António de Spínola, primeiro presidente da República designado após o 25 de Abril, foi ontem homenageado, no centenário do seu nascimento, com a atribuição do seu nome a uma avenida de Lisboa.
Com o 25 de Abril, Spínola entrou para a nossa História. Militar conservador e tradicionalista, fez uma grande evolução no seu pensamento político, que o levou da participação, como jovem observador, na "Divisão Azul" hitleriana que atacou a URSS até a uma progressiva sedução pela liberalização da ditadura. Pelo meio, ficou o seu carisma de brilhante militar, que arregimentava prosélitos e que trazia ideias de evolução para a política colonial que o imobilismo do regime não deixou frutificar. O seu livro "Portugal e o Futuro", de 1973, é um ensaio de "gaullismo" requentado que chegava atrasado para salvar o regime mas ainda chegou a tempo para ser uma cartilha de união ambígua de todas as tendências militares, cuja conjugação foi essencial para o sucesso da Revolução de 1974.

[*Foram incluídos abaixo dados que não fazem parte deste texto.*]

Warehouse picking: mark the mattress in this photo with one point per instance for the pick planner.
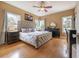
(36, 38)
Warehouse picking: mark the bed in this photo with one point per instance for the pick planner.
(36, 38)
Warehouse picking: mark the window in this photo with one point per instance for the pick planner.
(66, 23)
(12, 21)
(40, 25)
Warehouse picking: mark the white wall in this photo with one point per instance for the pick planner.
(77, 27)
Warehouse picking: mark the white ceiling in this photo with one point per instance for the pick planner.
(57, 6)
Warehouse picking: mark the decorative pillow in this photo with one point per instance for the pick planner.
(24, 30)
(27, 30)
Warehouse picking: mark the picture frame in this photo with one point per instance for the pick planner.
(28, 17)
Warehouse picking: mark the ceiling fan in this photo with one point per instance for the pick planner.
(43, 6)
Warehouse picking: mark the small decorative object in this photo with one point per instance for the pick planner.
(53, 25)
(28, 17)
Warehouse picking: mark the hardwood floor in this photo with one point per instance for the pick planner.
(55, 48)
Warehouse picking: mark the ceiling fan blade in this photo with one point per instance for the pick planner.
(45, 10)
(48, 7)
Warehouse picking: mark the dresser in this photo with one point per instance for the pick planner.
(12, 37)
(55, 32)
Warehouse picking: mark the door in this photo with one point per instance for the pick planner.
(2, 26)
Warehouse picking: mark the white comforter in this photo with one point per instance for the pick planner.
(36, 38)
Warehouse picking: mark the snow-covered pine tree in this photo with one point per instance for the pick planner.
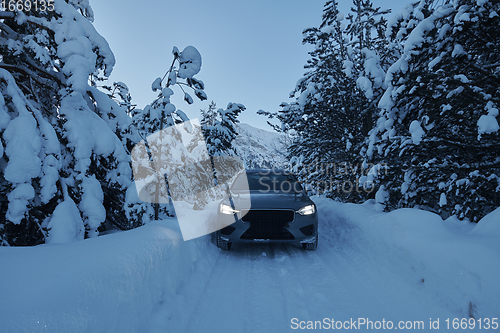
(154, 118)
(336, 99)
(439, 127)
(219, 128)
(61, 148)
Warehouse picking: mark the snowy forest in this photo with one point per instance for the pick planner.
(403, 111)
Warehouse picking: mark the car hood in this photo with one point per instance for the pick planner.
(271, 200)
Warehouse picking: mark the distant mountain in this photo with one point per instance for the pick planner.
(260, 148)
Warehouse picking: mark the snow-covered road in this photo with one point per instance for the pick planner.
(280, 288)
(403, 268)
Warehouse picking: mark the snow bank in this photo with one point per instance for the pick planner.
(107, 284)
(455, 266)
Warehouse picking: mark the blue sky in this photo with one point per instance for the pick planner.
(252, 51)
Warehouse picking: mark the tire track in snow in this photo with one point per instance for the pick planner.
(220, 303)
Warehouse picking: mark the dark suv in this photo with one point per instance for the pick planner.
(267, 205)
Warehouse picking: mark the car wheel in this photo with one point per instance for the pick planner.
(222, 244)
(312, 246)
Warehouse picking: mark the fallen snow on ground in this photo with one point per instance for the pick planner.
(407, 265)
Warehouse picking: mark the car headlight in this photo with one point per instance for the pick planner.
(307, 210)
(226, 209)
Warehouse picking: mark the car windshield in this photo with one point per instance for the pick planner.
(267, 183)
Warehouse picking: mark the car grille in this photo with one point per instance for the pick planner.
(268, 224)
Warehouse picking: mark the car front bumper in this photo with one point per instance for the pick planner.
(303, 228)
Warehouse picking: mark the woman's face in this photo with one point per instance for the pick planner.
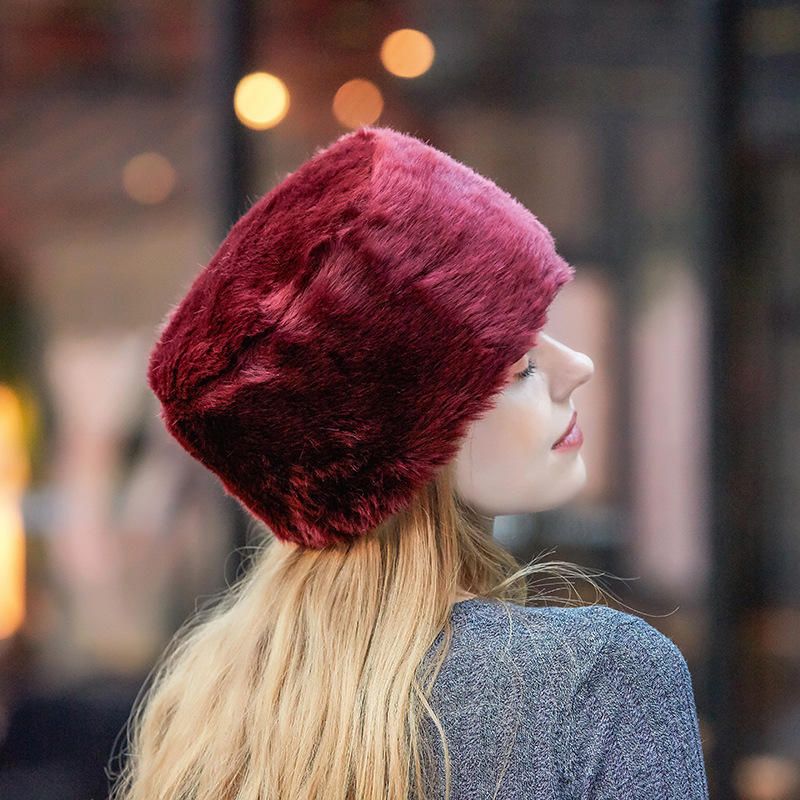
(507, 463)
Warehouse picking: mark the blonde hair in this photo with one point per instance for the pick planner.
(302, 681)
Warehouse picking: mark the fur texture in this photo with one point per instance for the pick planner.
(350, 327)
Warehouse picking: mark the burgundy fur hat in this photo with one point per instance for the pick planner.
(350, 327)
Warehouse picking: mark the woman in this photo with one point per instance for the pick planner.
(362, 364)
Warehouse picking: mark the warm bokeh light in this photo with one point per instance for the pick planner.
(357, 102)
(261, 100)
(407, 53)
(14, 474)
(766, 777)
(149, 178)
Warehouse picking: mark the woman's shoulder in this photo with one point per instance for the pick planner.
(570, 642)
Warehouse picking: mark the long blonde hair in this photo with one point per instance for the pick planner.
(301, 681)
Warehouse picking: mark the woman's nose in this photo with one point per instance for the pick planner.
(571, 369)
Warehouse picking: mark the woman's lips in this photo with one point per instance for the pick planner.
(572, 436)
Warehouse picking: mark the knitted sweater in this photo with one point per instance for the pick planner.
(556, 703)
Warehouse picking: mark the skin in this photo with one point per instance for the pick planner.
(506, 464)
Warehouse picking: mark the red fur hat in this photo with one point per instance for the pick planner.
(350, 327)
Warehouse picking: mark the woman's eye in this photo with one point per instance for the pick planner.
(527, 371)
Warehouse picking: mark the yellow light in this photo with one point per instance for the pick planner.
(357, 102)
(261, 100)
(14, 475)
(12, 567)
(407, 53)
(148, 178)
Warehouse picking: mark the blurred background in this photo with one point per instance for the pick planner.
(660, 143)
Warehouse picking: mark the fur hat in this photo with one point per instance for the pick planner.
(350, 327)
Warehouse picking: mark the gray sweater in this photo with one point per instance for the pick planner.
(588, 702)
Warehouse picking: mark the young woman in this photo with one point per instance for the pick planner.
(363, 365)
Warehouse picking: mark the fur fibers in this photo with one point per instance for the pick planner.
(350, 327)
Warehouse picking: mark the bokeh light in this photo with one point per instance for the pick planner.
(261, 100)
(357, 102)
(407, 53)
(149, 178)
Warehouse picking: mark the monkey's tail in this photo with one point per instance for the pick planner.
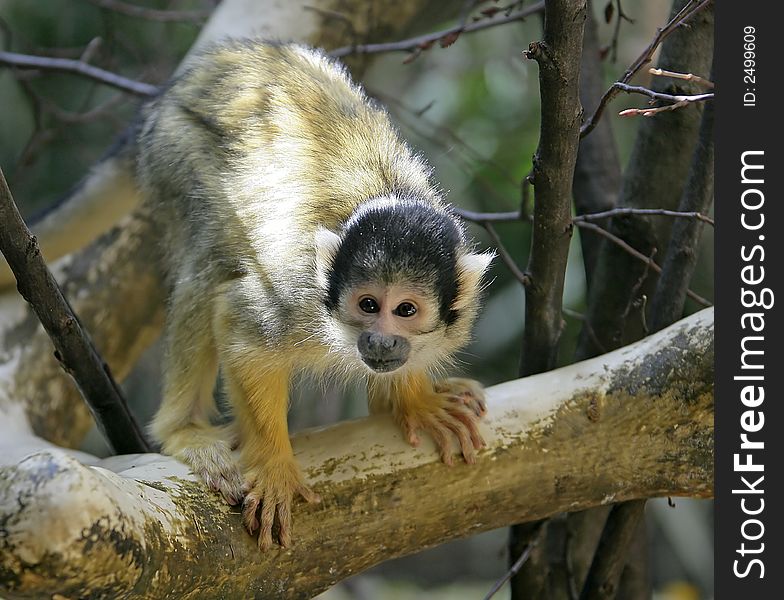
(107, 193)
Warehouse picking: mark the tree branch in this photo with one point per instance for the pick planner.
(558, 57)
(689, 10)
(380, 497)
(597, 173)
(446, 37)
(77, 67)
(73, 348)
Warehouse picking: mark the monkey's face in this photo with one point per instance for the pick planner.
(388, 318)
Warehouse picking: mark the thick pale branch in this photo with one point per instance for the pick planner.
(141, 526)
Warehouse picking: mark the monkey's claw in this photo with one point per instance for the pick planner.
(455, 408)
(269, 493)
(214, 464)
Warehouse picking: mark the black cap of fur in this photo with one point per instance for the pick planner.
(405, 241)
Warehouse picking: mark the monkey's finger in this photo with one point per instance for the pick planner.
(284, 518)
(441, 438)
(268, 506)
(308, 494)
(411, 434)
(470, 424)
(249, 507)
(462, 432)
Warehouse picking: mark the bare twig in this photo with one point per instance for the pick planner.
(446, 37)
(73, 348)
(602, 580)
(518, 564)
(496, 217)
(523, 278)
(584, 319)
(683, 15)
(617, 212)
(77, 67)
(637, 254)
(681, 100)
(681, 258)
(622, 16)
(477, 217)
(684, 76)
(151, 14)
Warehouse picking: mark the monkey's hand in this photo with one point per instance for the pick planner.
(454, 407)
(272, 487)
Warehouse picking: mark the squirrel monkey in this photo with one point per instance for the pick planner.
(299, 234)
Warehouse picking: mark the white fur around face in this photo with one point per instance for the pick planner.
(327, 243)
(470, 269)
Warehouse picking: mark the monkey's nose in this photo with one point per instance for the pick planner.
(383, 352)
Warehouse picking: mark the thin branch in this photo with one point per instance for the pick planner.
(77, 67)
(523, 278)
(616, 212)
(622, 16)
(446, 37)
(638, 89)
(584, 319)
(518, 564)
(683, 15)
(151, 14)
(684, 76)
(637, 254)
(601, 583)
(73, 348)
(477, 217)
(498, 217)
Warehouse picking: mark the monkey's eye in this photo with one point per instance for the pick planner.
(368, 305)
(405, 309)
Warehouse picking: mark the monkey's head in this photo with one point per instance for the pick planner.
(401, 285)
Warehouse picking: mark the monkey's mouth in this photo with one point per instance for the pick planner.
(383, 365)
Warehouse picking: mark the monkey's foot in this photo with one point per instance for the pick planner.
(272, 487)
(454, 408)
(215, 465)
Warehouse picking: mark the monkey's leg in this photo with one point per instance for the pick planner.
(452, 407)
(182, 423)
(259, 392)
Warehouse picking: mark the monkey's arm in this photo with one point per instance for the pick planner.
(259, 392)
(446, 408)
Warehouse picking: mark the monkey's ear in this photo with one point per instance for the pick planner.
(327, 243)
(470, 268)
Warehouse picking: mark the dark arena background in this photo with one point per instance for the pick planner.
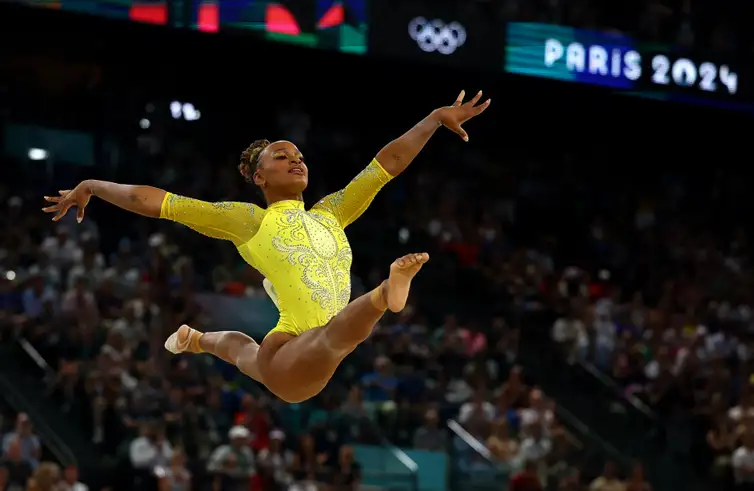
(586, 319)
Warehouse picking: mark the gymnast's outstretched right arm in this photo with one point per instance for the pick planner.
(237, 222)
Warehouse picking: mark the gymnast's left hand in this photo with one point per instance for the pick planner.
(452, 117)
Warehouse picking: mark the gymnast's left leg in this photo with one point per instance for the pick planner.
(232, 347)
(296, 368)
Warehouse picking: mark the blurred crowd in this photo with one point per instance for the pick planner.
(644, 277)
(720, 27)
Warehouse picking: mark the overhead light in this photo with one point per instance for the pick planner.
(37, 154)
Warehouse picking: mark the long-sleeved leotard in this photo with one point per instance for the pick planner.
(305, 254)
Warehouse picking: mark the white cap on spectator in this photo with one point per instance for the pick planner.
(239, 432)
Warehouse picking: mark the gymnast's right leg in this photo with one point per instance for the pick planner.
(298, 368)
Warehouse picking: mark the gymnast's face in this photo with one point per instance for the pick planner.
(282, 169)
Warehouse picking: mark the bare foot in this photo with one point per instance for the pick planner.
(402, 271)
(184, 340)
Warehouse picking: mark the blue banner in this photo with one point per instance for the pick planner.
(620, 62)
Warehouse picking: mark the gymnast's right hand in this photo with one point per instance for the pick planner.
(78, 197)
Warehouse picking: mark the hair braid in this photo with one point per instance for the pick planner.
(250, 159)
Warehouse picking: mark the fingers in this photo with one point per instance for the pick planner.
(460, 132)
(62, 212)
(459, 99)
(474, 100)
(482, 107)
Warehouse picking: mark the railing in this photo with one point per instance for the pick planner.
(472, 466)
(617, 390)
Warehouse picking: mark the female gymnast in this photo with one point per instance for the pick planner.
(304, 255)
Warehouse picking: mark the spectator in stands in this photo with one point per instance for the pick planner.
(527, 479)
(609, 480)
(538, 412)
(23, 433)
(636, 481)
(535, 448)
(175, 477)
(19, 471)
(743, 462)
(570, 334)
(4, 484)
(721, 440)
(276, 461)
(70, 481)
(346, 475)
(308, 461)
(233, 464)
(151, 449)
(501, 445)
(429, 436)
(45, 478)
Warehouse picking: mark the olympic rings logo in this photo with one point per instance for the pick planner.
(437, 36)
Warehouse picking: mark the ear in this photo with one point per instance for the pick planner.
(259, 180)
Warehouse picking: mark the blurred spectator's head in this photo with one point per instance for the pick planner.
(500, 429)
(277, 168)
(307, 443)
(239, 436)
(23, 425)
(637, 471)
(748, 439)
(13, 451)
(277, 437)
(431, 418)
(382, 365)
(536, 399)
(610, 470)
(178, 460)
(46, 477)
(154, 431)
(355, 395)
(345, 455)
(71, 475)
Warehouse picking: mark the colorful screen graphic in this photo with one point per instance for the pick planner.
(435, 31)
(622, 63)
(328, 24)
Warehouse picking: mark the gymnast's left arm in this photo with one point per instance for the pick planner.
(350, 202)
(399, 153)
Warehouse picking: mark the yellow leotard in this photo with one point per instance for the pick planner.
(305, 254)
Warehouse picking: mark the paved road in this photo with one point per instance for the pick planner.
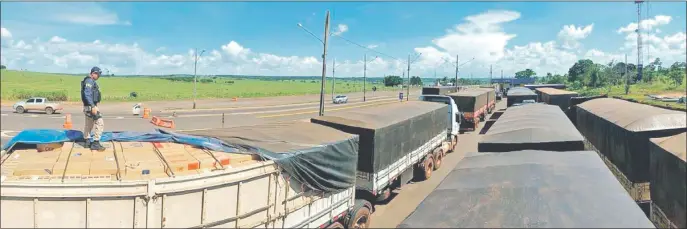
(252, 111)
(406, 200)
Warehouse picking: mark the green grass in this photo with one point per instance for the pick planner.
(639, 91)
(19, 85)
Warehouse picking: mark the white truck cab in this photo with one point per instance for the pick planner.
(454, 114)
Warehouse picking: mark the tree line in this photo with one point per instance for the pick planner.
(586, 73)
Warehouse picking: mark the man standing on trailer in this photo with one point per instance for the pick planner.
(90, 96)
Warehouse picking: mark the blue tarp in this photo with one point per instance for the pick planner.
(44, 136)
(328, 167)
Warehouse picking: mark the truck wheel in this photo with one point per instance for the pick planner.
(383, 196)
(426, 168)
(361, 218)
(336, 225)
(438, 157)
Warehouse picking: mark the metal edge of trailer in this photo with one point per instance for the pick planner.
(188, 201)
(379, 181)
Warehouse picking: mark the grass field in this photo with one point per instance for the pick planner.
(638, 92)
(17, 85)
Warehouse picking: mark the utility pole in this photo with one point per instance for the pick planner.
(324, 62)
(333, 76)
(490, 75)
(627, 78)
(364, 76)
(456, 83)
(408, 89)
(195, 78)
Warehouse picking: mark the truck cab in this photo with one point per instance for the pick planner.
(454, 116)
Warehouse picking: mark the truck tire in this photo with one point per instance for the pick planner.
(438, 158)
(335, 225)
(360, 218)
(425, 168)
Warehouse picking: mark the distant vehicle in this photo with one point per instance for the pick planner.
(525, 102)
(340, 99)
(37, 104)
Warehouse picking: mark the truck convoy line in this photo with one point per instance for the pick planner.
(310, 177)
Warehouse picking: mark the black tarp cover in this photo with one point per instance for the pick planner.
(470, 100)
(322, 158)
(519, 94)
(620, 130)
(669, 177)
(390, 131)
(532, 127)
(522, 189)
(558, 97)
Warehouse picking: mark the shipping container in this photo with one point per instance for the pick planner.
(620, 131)
(526, 189)
(394, 139)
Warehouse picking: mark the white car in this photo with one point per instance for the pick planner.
(340, 99)
(36, 104)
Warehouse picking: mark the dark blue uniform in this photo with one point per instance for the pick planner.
(90, 92)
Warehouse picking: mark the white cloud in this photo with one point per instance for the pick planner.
(340, 29)
(86, 13)
(571, 35)
(4, 33)
(56, 39)
(647, 24)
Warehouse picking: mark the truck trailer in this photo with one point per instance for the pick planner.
(473, 104)
(242, 177)
(439, 90)
(398, 142)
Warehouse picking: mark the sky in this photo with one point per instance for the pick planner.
(263, 38)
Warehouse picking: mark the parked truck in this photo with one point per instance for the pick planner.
(286, 175)
(398, 142)
(473, 105)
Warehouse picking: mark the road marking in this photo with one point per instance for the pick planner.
(255, 107)
(335, 109)
(264, 112)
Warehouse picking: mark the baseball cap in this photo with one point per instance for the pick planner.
(96, 69)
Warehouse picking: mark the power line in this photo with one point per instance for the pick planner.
(364, 47)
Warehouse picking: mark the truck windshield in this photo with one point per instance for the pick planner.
(435, 99)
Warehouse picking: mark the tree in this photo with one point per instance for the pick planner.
(391, 81)
(415, 80)
(525, 74)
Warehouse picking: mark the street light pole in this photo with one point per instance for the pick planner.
(195, 77)
(324, 62)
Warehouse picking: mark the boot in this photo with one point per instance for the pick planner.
(95, 145)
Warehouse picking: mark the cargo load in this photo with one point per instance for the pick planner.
(473, 103)
(390, 137)
(439, 90)
(275, 176)
(519, 94)
(558, 97)
(572, 112)
(523, 189)
(668, 181)
(532, 127)
(535, 86)
(620, 131)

Spínola foi alcandorado à chefia do Estado na noite dessa Revolução. Mais tarde, tentou instrumentalizá-la com uma espécie de "pronunciamento" que acabou por vitimar politicamente o primeiro-ministro que escolheu, Palma Carlos. Percebeu, entretanto, que a independência das colónias teria de ser quase incondicional, depois de ter tentado outras vias, com ligações que foram de Mobutu a Nixon. Após provocar até ao limite o Movimento das Forças Armadas, que o colocara no poder, não resistiu à tensão que ele próprio criou e potenciou até à rutura, demitindo-se na sequência do 28 de Setembro de 1974.
Voltou ao cenário político-militar como titular de um frustrado golpe de Estado - o 11 de Março - e, após essa data, exilou as suas esperanças através de um grupo de resistência conservadora externa - o MDLP, Movimento Democrático para a Libertação de Portugal - que tem uma história de cumplicidades internas (em áreas que hoje seria penoso estar a lembrar) que vai muito para além da caricatura que dele se fez. E convém não esquecer nunca: do 11 de Março ao MDLP, o percurso de António de Spínola ficou ainda marcado por algumas responsabilidades de que resultaram consequências sangrentas. Absolvê-las no altar da estabilização foi uma decisão implícita de um país que terá achado que elas eram a outra face do espelho de radicalismos de sinal contrário.
Com a institucionalização plena do novo sistema político português, e sempre graças à tolerância da nossa democracia, Spínola regressou a Portugal. Através de entendimentos que hoje já fazem parte das curiosidades do nosso regime, reganhou um estatuto público que as suas equívocas aventuras no exílio lhe haviam feito perder. E ascendeu a Marechal das nossas Forças Armadas.
Como atrás escrevi, Spínola ganhou legitimamente um lugar na nossa História. Era um patriota e foi um militar de grande coragem e valia. Faz parte das figuras que acabam por sofrer do facto de terem servido de charneira em tempos de transição. Prestar-lhe agora este reconhecimento é um ato de grandeza por parte de um regime para cuja implantação contribuiu, mas cujo curso poderia ter tido derivas indesejáveis se acaso, em certos momentos, tivesse seguido as linhas que ele pretendeu impor-lhe. Ainda assim, homenagear António Sebastião Ribeiro de Spínola é um gesto que o Portugal de Abril pode e deve fazer. Com conta, peso e medida histórica. Como ontem disse o presidente Cavaco Silva, "muito para além das homenagens dos homens, será o juízo do tempo que se encarregará de lhe reservar na História o lugar que merece".